6

I want to pass an image object from my c# project to my python script however from my understanding whatever there is in the arguments it is considered as string and also when I try type(passedImage) in python it identifies it as a string even if I try to put a number instead of the image variable.

ProcessStartInfo start = new ProcessStartInfo();
            start.FileName = @"C:\Python\Python36\python.exe";
            start.Arguments = string.Format("{0} {1}", @"C:\OCRonImage2.py", image );
            start.UseShellExecute = false;
            start.RedirectStandardOutput = true;
            start.CreateNoWindow = true;
            using (Process process = Process.Start(start))
            {

            }
cylegend
  • 163
  • 1
  • 2
  • 12
  • 2
    pass either path to image or fx image as base64 string obviosuly you should modify python script to accept those ... 3rd option let python script read image bytes from standard input and write image byte there using Process.StandardInput – Selvin Dec 13 '19 at 16:25
  • I prefer not to pass the path to the image as I am creating the image and I don't want to save it somewhere so this will be my last solution if I am not able to solve this. I will search into the base64 string you suggested – cylegend Dec 13 '19 at 16:27
  • 3
    3rd option is easy ... on python you should read image from `sys.stdin.buffer` (in the same way as it would be a file opened with `open()`) and on C# side use `process.Write(imageBytes, 0, imageBytes.Length)` – Selvin Dec 13 '19 at 16:38
  • Thank you guys, I manage to change the image to a base64 string, however now I get an error saying "System.ComponentModel.Win32Exception: 'The filename or extension is too long'" because the resulting string is too long. Is there any way around this? – cylegend Dec 13 '19 at 16:47
  • than go for 3 ... – Selvin Dec 13 '19 at 16:48
  • I still get the error "System.ComponentModel.Win32Exception: 'The filename or extension is too long'" – cylegend Dec 16 '19 at 11:39

4 Answers4

3

When executing OCRonImage2.py manually, is it an image file location that you would pass as an argument? I would be surprise if you would pass in a stream from the command line. It is no surprise that attempting to put the entire image's bytes into an argument would create a string too long. But with the error you reported, I would also believe that the python script was expecting a file path to the image. However, if you look at that python code, I wouldn't be surprised if you find it using the filepath argument to open the file, probably using Image.open(filepath,mode=r). Mode is optional, r is the default.
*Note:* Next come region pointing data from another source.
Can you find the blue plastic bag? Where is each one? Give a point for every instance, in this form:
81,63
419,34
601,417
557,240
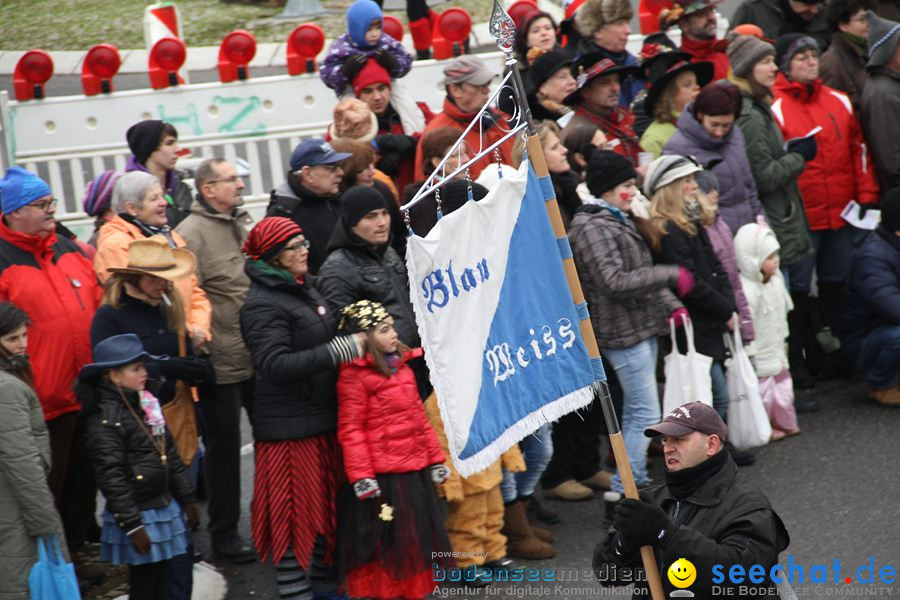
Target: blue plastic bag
51,577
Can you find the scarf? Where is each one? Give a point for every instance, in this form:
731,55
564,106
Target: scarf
153,416
150,230
685,482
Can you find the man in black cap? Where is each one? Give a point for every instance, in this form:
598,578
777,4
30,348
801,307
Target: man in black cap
707,513
155,150
778,17
881,100
362,265
310,195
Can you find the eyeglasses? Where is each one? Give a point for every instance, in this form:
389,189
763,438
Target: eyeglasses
298,246
232,179
46,205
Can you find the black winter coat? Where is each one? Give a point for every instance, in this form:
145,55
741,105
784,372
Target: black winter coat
316,216
711,302
148,323
127,467
287,327
873,298
726,521
355,271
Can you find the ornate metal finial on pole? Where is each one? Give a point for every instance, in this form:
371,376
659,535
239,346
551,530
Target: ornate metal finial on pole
503,30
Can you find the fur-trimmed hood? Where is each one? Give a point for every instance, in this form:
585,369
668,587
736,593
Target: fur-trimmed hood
594,14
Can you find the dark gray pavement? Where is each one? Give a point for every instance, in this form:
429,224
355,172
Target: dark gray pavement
836,486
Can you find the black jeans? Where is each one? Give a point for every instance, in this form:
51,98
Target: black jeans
221,413
576,439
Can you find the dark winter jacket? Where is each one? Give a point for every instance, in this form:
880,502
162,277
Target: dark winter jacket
52,281
628,297
842,169
287,326
631,85
355,270
843,67
726,521
727,158
776,18
148,323
873,288
382,426
128,469
711,302
316,216
775,172
880,107
179,195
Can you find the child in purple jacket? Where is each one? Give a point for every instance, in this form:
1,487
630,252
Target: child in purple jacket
365,38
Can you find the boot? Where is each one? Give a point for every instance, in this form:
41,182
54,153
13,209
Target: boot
800,374
420,30
539,512
520,539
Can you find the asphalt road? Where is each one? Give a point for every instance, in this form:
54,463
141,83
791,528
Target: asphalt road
835,486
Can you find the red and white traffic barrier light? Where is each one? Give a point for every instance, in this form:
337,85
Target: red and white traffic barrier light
237,50
100,65
33,70
451,31
166,57
303,46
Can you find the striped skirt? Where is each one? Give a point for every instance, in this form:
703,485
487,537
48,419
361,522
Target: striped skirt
295,492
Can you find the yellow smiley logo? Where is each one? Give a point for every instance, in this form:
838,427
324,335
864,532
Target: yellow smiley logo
682,573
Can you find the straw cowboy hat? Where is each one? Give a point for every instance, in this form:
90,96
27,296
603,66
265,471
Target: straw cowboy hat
153,256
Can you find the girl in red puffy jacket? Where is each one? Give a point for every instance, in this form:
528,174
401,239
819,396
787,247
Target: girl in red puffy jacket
391,523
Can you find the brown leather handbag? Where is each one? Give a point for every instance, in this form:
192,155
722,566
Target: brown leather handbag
180,416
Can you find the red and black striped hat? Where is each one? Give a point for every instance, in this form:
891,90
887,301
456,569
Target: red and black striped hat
268,237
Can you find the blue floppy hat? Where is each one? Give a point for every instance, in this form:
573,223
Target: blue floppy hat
117,351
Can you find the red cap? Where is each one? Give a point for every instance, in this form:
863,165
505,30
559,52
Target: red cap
369,74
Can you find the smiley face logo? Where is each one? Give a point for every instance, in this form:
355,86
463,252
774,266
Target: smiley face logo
682,573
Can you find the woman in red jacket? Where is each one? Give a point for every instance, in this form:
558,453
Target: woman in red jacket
392,523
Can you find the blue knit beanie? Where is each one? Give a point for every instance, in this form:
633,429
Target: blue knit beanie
19,188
You are in luck however, Image.open also takes a stream. If you are willing to modify the python code there are two options:

  1. Try converting the argument to a stream object, since the argument is a string maybe use io.StringIO()
  2. Use input() instead of the argument passed, then you could redirect the input of the process and stream the file into your python.
    ProcessStartInfo start = new ProcessStartInfo();
    start.FileName = @"C:\Python\Python36\python.exe";
    start.Arguments = string.Format("{0}", @"C:\OCRonImage2.py");
    start.UseShellExecute = false;
    start.RedirectStandardOutput = true;
    start.RedirectStandardInput = true;
    start.CreateNoWindow = true;
    using (Process process = Process.Start(start))
    {
        StreamWriter streamWriter = process.StandardInput;
        streamWriter.Write({imageString});
        // ...
    }

Be sure the way you encode imageString the same as the decoding is performed in the python script.

Hopefully one of these solutions will work for you.

Larry Dukek
  • 2,179
  • 15
  • 16
3

As I work with the Anaconda distribution of Python, in my tests on an isolated conda environment, the OCR is successful with pytesseract through a Python script, on a test image.

Prerequisites to test:

  • install Anaconda and create an env called py3.7.4: conda create --name py3.7.4
  • activate the env with conda activate py3.7.4
  • install pytesseract with conda install -c conda-forge pytesseract
  • create a folder called Test and place a jpg file called ocr.jpg with the following sample image: enter image description here
  • in the same Test folder also place a Python script called ocr_test.py with the following code:

    import pytesseract
    from PIL import Image
    import argparse
    
    parser = argparse.ArgumentParser(
        description='perform OCR on image')
    parser.add_argument("--path", "-p", help="path for image")
    args = parser.parse_args()
    print(pytesseract.image_to_string(Image.open(args.path)))
    print("done")
    

The above snippet accepts the image path as a command line argument. The --path flag must be specified in order to pass the image path as an arg.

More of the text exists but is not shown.